Biomass is considered an attractive and immediate source for liquid biofuel that do not contribute net CO2 to the atmosphere. The hydrolysis of lignocellulose to soluble sugars that can be fermented to ethanol involves a costly enzymatic step. Lignocellulose hydrolysis requires the synergistic actions of several enzymes termed glycoside hydrolases (GHs). In the framework of this research, metagenomics and biochemical approaches are combined to isolate and characterize novel enzymatic systems geared for lignocellulose hydrolysis and biofuel production.
Our view on the GHs world is restricted to the current known sequences available in databases. Thus, when analyzing a metagenome novel GHs or low sequence similarities genes are usually slip under the radar of the conventional search methods.

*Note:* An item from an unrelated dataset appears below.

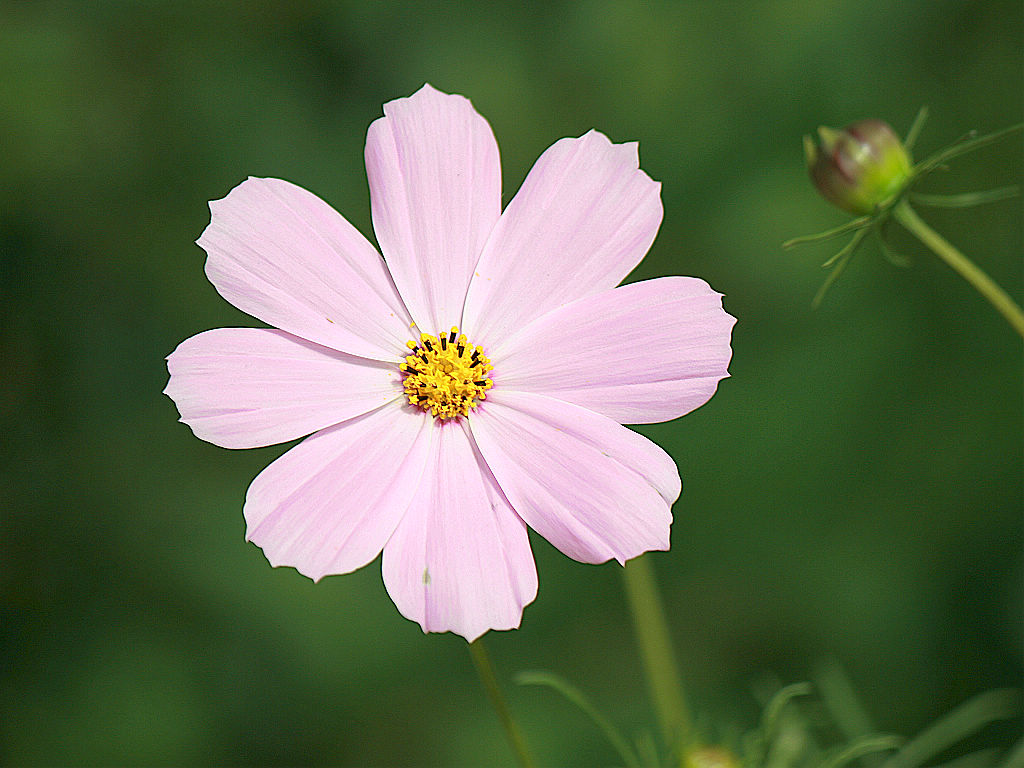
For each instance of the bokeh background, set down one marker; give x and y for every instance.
(853, 493)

Our sequence based screening design to identify novel GHs genes in metadata. We developed our search algorithm under three principles:
A. GHs designated algorithm rather than a full data analysis.

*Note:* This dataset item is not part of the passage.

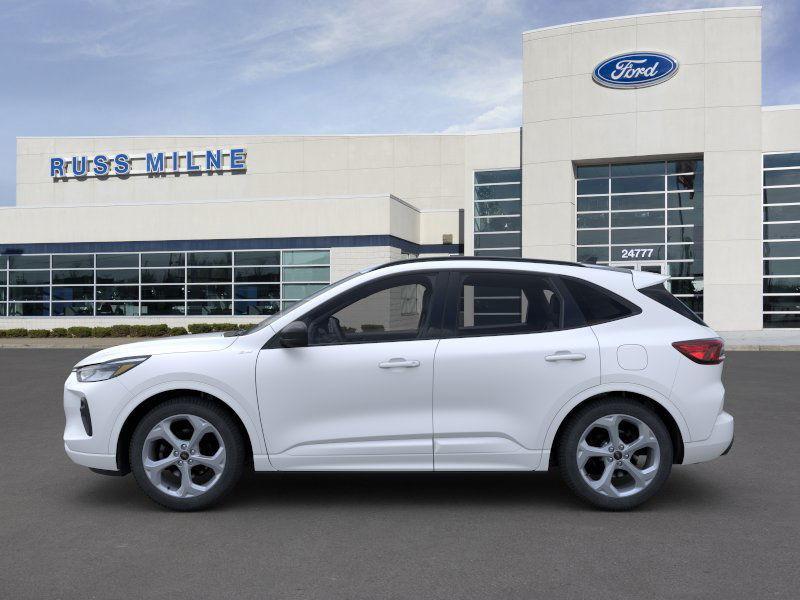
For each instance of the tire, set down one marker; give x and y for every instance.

B. Genomic Neighborhood (GN) approach assimilation for sieving excess data.
C. Phylogenic relation based algorithm for putative genes evaluation.
The search is done with a designated hidden Markov models (HMM) profiles dataset. The GN approach searches metagenomic databases for putative GH sequences located in gene clusters related to lignocellulose degradation pathways. The phylogenic relation based sensitive search aims to identify distanced GH homologous sequences with low sequence similarity based on phylogenetic relativity. In our preliminary results the GN search approach on three nodes of a human gut microbial metagenome had yielded 21 putative novel GH sequences. The profile based search had identified sequences from several GH families. In a preliminary analysis of end-sequenced metagenome from the Mediterranean Sea we found over 500 sequences possessing at least one gene from our profiles dataset and twenty one sequences with cellulolytic genes such as cellulases and cellulose binding modules. A comprehensive search algorithm consists of several search tools is proposed.